I decided to pick up floor barre in 2019. I was recovering from a minor ankle sprain that kept me away from ballet classes for a while. I thought it was a good idea to get back in ballet shape and try something I had never done before. Saying that I loved it is an understatement. After the first class, I left the studio eager to note down every single exercise to remember everything I learned and practice on my own until the next time.
What is floor barre?
Floor barre was created by Boris Kniaseff in 1953 as a way to cope with the absence of barres in his studio. He took the common ballet barre exercises and adapted them to be executed on the floor. In a floor barre class, you perform ballet movements sitting and laying on the floor.
Is there just one floor barre method?
After Kniaseff, many others developed their own floor barre methods in order to suit their and their students’ needs. I have seen many professional dancers creating their own routines of floor exercises. I remember reading about Maya Plisetskaya who always performed a floor barre sequence on her own before a class or show.
The methods that I personally tried are Zena Rommett and Dancer’s Body.
I was introduced to the Zena Rommett method by pure curiosity, after having heard multiple professional dancers talking about it. I decided to do a quick research and found a teacher very close to my dance studio, so I went in for a trial. I walked out at least two centimeters taller than when I came in! The focus is mainly on alignment and finding length.
Dancer’s Body was created by Cathy Laymet, a French ballet teacher passionate about ballet technique, placement and anatomy. She decided to expand the work of Boris Kniaseff, Zena Rommett and Laurence Fanon and create her own floor barre class structure including original exercises based on her research and experience.
What I love about floor barre
I started taking Dancer’s Body floor barre classes regularly with Cathy Laymet in September 2019. At first I had two classes a week at her studio and I increased it to four weekly classes.

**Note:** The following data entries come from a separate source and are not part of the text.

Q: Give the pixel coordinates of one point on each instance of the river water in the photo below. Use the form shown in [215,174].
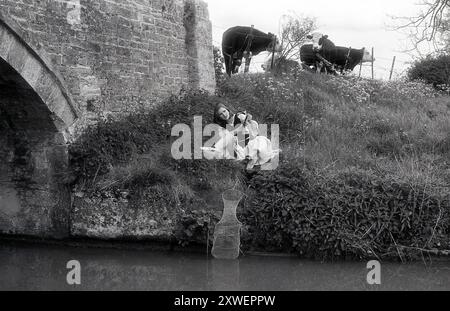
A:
[43,267]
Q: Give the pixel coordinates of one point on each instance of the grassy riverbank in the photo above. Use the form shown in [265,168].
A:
[364,170]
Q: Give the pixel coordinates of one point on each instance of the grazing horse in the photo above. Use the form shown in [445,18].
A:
[236,41]
[338,57]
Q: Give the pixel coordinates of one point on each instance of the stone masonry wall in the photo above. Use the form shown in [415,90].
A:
[116,56]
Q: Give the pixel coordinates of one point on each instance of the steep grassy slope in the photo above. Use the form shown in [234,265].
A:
[365,167]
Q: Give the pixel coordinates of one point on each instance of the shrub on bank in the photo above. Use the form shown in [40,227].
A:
[352,214]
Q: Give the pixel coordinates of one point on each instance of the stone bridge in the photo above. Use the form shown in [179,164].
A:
[65,63]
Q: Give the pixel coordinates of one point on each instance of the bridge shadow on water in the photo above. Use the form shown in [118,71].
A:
[39,267]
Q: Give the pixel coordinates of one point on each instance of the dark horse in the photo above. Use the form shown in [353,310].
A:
[237,40]
[336,57]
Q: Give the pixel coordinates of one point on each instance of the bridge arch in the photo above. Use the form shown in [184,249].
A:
[35,110]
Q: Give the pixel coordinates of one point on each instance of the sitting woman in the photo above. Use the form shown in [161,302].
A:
[239,139]
[239,123]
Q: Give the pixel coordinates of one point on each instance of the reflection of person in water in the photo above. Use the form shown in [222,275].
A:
[240,123]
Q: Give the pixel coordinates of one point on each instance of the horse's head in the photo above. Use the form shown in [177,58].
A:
[319,40]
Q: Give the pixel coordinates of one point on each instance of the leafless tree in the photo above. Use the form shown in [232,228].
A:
[431,25]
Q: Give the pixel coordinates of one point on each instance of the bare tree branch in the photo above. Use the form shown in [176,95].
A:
[431,25]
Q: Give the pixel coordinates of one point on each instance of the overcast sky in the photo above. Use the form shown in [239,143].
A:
[351,23]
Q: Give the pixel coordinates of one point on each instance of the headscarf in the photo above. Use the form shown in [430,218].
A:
[217,119]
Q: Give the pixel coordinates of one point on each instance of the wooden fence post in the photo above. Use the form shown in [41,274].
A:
[392,69]
[372,60]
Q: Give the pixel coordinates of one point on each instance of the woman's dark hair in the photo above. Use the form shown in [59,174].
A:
[217,119]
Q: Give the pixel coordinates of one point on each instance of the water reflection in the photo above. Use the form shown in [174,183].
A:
[32,267]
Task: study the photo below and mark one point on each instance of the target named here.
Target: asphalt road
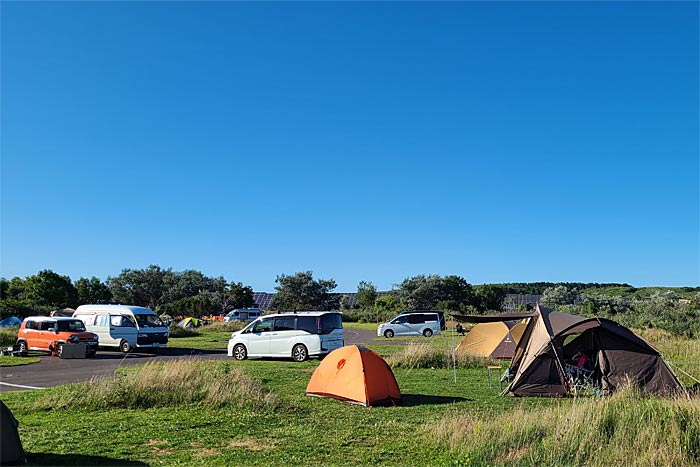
(53, 371)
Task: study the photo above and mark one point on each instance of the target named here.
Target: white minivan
(298, 335)
(123, 326)
(413, 324)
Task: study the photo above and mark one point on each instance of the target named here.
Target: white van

What I love the most about floor barre is the simplicity and repetitions of the movements which allows me to understand how my body moves, find and strengthen the right muscles. Sometimes in ballet class there’s too much to think about and I struggle to isolate what I need to work on. With the Dancer’s Body method, we often do the same exercise in various positions. This enables me to imprint the sensation in my body, my movement patterns are solid, I can focus on what needs improvement: deepening my turnout, lengthening my spine, finding the lines of push and pull in my legs and arms, breathing, you name it.
What are the benefits of floor barre?
Needless to say that my placement got better, which allowed for major improvements in my work. Multiple turns were suddenly not a struggle anymore, as well as pointe classes. In floor barre we seriously focus on alignment, which is essential to dance well and acquire what we call a “strong technique”. Placement must always come first. Without proper placement there is no proper technique.
In summary, floor barre is wonderful to:
improve turnout (for a strong and stable supporting leg)
increase mobility and flexibility (for more range of motion)
build strength (for extensions, better partnering, more stamina)
enhance coordination (for fluid and graceful movements)
fine-tune proprioception (to quickly adjust your technique)
Who is floor barre for?
I would recommend floor barre to any dancer who is looking for a supplement to their daily ballet classes. The best would actually be to include floor barre in your pre-ballet class routine as it sets your body up for what is coming next and allows you to achieve a better range of motion.
Floor barre is also one of the top choices for injured dancers who should avoid weight bearing exercises, but can still move. In my case, thanks to floor barre, I started finding the muscles I need to turn my legs out properly. My ankle injury was mostly the result of improper turnout: it was not turning out from the top of my thighs, I was forcing the rotation from my knees and feet. You might also find the reason for, and a solution to, your injuries with your floor barre practice.
In conclusion, it is the perfect addition to any dancer’s schedule: practical, functional and extremely beneficial.
Have you tried a floor barre class yet?